Being a leader often means rolling up your sleeves and doing the same job that their team is doing. This proves to a team that a leader has the experience needed to lead them through a task. The Leader Substitutes theory examines this process when it becomes an ongoing decision that a leader makes. What happens if the leader stays in the trenches and does the same job that everyone else is doing without actually assuming a full mantle of leadership?
Do Leaders Assume Different Skills and Motivation?
When a leader substitutes their own responsibilities for the responsibilities of their direct reports, and interesting phenomenon begins to occur. The leader actually picks up the same characteristics of their direct reports. They developed the same front-line skills, enjoy the same experiences, and are motivated by the same things. In essence, the leader becomes another direct report and leaves the mantle of leadership vacant.
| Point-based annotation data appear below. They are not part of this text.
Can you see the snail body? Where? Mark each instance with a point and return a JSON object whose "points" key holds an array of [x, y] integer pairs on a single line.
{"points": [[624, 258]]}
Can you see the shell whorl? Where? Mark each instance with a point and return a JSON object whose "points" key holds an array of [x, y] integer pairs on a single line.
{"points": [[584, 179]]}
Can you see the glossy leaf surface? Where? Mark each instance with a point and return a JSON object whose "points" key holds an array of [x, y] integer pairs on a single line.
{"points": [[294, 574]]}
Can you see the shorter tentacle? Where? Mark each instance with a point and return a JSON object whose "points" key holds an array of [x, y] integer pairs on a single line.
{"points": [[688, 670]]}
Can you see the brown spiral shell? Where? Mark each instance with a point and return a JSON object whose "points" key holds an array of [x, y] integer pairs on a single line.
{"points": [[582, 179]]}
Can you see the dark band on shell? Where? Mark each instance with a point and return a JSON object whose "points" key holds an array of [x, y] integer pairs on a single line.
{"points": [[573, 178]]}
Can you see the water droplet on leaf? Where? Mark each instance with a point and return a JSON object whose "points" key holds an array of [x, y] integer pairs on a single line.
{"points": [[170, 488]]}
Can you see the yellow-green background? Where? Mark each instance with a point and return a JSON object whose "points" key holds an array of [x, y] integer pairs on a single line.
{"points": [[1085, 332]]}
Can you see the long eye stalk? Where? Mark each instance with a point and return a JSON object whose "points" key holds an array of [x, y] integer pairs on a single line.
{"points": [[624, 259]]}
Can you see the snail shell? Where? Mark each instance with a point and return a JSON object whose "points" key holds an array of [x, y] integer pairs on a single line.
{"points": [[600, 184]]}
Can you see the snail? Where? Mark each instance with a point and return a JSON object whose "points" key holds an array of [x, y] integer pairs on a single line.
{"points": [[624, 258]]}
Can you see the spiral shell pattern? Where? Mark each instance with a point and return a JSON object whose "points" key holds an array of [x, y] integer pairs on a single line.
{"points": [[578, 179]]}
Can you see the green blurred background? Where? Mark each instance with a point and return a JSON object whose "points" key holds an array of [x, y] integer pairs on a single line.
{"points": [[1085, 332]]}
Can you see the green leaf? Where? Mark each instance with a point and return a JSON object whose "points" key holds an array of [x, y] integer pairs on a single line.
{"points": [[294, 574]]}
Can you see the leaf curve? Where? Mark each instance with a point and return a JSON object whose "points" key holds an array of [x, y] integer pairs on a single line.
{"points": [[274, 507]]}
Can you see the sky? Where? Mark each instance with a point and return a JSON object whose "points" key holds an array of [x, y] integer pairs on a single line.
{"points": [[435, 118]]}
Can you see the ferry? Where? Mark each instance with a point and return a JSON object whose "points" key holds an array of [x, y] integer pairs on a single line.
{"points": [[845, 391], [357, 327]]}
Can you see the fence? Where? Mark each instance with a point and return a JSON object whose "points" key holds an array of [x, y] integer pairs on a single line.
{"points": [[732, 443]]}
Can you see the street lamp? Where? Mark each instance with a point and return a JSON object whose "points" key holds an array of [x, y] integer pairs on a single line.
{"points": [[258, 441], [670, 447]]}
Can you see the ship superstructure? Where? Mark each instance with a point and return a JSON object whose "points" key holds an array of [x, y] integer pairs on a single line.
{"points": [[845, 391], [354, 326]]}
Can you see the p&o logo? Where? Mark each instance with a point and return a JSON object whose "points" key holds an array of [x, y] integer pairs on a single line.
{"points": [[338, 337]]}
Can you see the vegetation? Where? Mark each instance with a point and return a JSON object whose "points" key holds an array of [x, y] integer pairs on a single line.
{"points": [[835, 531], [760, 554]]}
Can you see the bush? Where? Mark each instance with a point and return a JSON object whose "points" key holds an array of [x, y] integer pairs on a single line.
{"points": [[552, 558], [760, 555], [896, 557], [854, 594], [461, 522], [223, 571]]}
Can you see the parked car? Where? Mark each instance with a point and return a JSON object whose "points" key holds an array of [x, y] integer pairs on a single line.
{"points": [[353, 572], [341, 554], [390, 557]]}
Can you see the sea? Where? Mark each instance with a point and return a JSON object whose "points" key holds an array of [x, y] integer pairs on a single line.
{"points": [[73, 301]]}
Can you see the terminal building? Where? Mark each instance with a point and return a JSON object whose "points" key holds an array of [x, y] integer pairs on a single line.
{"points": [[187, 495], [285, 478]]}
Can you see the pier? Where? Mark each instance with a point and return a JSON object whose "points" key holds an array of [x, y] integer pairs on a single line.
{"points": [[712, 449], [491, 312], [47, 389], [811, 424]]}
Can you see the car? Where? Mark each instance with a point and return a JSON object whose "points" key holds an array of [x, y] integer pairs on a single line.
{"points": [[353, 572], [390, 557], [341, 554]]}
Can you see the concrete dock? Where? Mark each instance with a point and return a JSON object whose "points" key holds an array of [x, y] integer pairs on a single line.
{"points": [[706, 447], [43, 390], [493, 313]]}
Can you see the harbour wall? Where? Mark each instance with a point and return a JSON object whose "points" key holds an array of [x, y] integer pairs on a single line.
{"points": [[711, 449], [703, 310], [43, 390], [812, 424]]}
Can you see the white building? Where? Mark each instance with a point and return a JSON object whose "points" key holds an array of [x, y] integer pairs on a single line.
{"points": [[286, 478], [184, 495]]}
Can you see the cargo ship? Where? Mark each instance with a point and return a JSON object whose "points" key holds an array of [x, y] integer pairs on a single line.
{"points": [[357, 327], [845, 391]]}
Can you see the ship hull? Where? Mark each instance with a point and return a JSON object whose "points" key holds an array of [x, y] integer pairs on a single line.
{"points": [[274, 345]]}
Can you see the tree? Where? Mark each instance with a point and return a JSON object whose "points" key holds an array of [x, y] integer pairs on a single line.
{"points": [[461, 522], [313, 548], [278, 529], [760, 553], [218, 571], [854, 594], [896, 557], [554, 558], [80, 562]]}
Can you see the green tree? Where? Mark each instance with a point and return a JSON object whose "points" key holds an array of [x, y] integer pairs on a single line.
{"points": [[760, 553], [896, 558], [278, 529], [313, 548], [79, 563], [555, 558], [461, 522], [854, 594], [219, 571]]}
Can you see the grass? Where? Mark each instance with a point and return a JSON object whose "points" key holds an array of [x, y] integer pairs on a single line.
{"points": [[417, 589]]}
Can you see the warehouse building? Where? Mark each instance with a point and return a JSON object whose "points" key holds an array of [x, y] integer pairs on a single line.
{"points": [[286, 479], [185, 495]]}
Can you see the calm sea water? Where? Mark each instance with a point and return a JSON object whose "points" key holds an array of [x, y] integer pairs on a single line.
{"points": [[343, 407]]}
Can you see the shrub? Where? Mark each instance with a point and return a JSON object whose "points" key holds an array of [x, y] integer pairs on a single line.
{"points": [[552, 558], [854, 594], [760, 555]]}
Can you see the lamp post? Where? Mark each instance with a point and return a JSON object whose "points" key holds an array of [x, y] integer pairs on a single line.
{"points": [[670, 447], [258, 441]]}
This is not always a bad thing. Sometimes a leader must be able to prove to their team that they have the skills and experience to manage themselves effectively. When direct reports are used to micromanagement, for example, they may struggle to complete any job responsibilities without constant support from their leadership. By becoming “one of the team,” these dependent employees have a chance to gain independence once again.
The context of the environment is critically important. Sometimes leadership needs to be in place because decisions need to funnel through one specific channel instead of a democracy.
How Does This Help the Leader?
Although staying in the trenches doesn’t seem like it would help a leader out, it really is a good learning opportunity. It’s been said that managers manage, but don’t always lead. This is because they get into the habit of trying to directly exert influence over their team because the team has become a reflection of who they are as a manager. By utilizing the Leader Substitutes theory, managers can become more aware of the fact that their team has the ability to work independently.
Transitioning into this style of leadership is not always easy. People become uncomfortable around leaders who want to do the same job responsibilities that they have been tasked with doing already. It creates an awkward situation at times because some team members might even think that their job is at risk. By transitioning slowly instead of quickly into this leadership style, teams can begin to adapt to a more task-orientated, hands-on approach from a front-line leader.
At the core of leadership is adaptability. In order to be adaptable to all possibilities, leaders must be able to complete all of the aspects of a job responsibility that are required of their direct reports. That means digging in and doing the work together with a team instead of independently. As a long-term solution, this undermines the authority of a leader. For short-term Leader Substitutes theory practitioners, however, there are long-term gains to be had.